Ekin Çalışır

Öz Geçmiş:

İstanbul ve Kıbrıs merkezli bir film ve belgesel yapımcısı. The Guardian, Al Jazeera, TRT ve ARTE için Türkiye ve Kıbrıs’tan kısa belgeseller yönetti ve ortak yapımcılığını yaptı. National Geographic TV ve Conde Nast gibi büyük kuruluşların yerel çekimlerini üstlenen çalışır, Ayşe Toprak imzalı Mr Gay Syria’nın (2017) yapımcı olarak Sundance Belgesel Fonu ve Tribeca Film Enstitüsü’nden mezun oldu. 2018 yılında bağımsız yaratıcı yapımcı olarak kadın ve LGBTİ film yönetmenlerinin filmleri geliştirmek ve üretmek için Purple Pigeon Productions’ı kurdu. Şu anda yönetmen Sefa Öztürk, Rüzgar Buşki ve Ayşe Toprak’ın uzun metraj projelerinde yapımcılık yapıyor.

Filmin Konusu: 

Diyarbakır Barosu’nun genç kadın avukatları

Bu video belgeselde Diyarbakır Barosu Kadın Hakları Merkezi’nden genç kadın avukatların hikayesi ve kadının adalete erişimi için verdikleri mücadele anlatılacak. Hem bölgede hem de Türkiye’de örnek alınması gereken başarılara imza atan Merkez, kadına şiddetin yargılandığı duruşmalara katılarak adalet mekanizmalarına kadın perspektifi kazandırıyor, toplumsal cinsiyet temeli ve politik çerçevesi göz önünde tutularak yargılama yapılması için çalışıyor. Merkezin bu konudaki öncü rolü genç kadın avukatlara ilham kaynağı oluyor, mücadele alanı açıyor ve onları güçlendiriyor. Kendilerinde erkek adaleti değiştirme gücünü görüyorlar ve özel savaş politikaları yüzünden adalete erişimi kısıtlanmış kadınların sorunlarına sistematik çözümler üretiyorlar.
Kürt sorunu, kadının yaşam hakkını tehdit eden bir şiddet sarmalı doğuruyor. Türkçe resmi dili bilmeyen kadınlar kendilerine uygulanan şiddet için yargı mercilerine ve hukuki bilgiye ulaşmada zorluk çekiyor.

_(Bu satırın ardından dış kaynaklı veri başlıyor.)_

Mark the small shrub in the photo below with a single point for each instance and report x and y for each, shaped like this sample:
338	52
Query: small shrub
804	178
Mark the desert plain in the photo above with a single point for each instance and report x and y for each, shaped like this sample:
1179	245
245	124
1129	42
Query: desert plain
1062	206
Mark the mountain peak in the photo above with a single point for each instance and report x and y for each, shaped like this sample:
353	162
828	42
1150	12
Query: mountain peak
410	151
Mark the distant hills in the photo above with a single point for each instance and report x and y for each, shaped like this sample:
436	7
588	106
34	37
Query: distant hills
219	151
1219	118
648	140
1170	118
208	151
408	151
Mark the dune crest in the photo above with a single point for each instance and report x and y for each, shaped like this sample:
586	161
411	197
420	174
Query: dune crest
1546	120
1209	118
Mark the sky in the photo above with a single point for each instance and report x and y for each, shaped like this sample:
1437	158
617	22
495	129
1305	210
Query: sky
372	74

“Şiddet uygulayan ya da şiddete göz yuman erkek devlet görevlilerini cezalandırmak örgütlü çaba gerektiriyor ve bölgedeki kadın örgütleri Türkiye’nin diğer illerine kıyasla devlet mekanizmaları tarafından çok daha fazla hedef alınıyor. Kürt siyasi hareketini kriminalize ederek muhafazakar gruplara siyasi destek veren otoriteler, kadınları ev hayatına ve geleneksel zayıf rollere hapsediyor. Bölgede kadın hareketinin en güçlendiği yıllar OHAL sonrası dönemdi ancak kayyumlarla ve kovuşturmalarla kadın örgütleri zayıflatıldı, kapasitelerinin çok altında faaliyet gösterebiliyorlar. Bunca zorluklara rağmen Diyarbakır barosu Kadın Hakları Merkezi çevre illerde dahi hukukçulara ve kadın örgütlerine eğitimler vererek bu sarmalı kırmaya çalışıyor. Ülke çapında kadın hareketini güçlendiren ve diğer barolara bile örnek olacak Nafaka raporu benzeri çalışmaları kadın dayanışmasının barışa ulaşmadaki önemini gösteriyor.”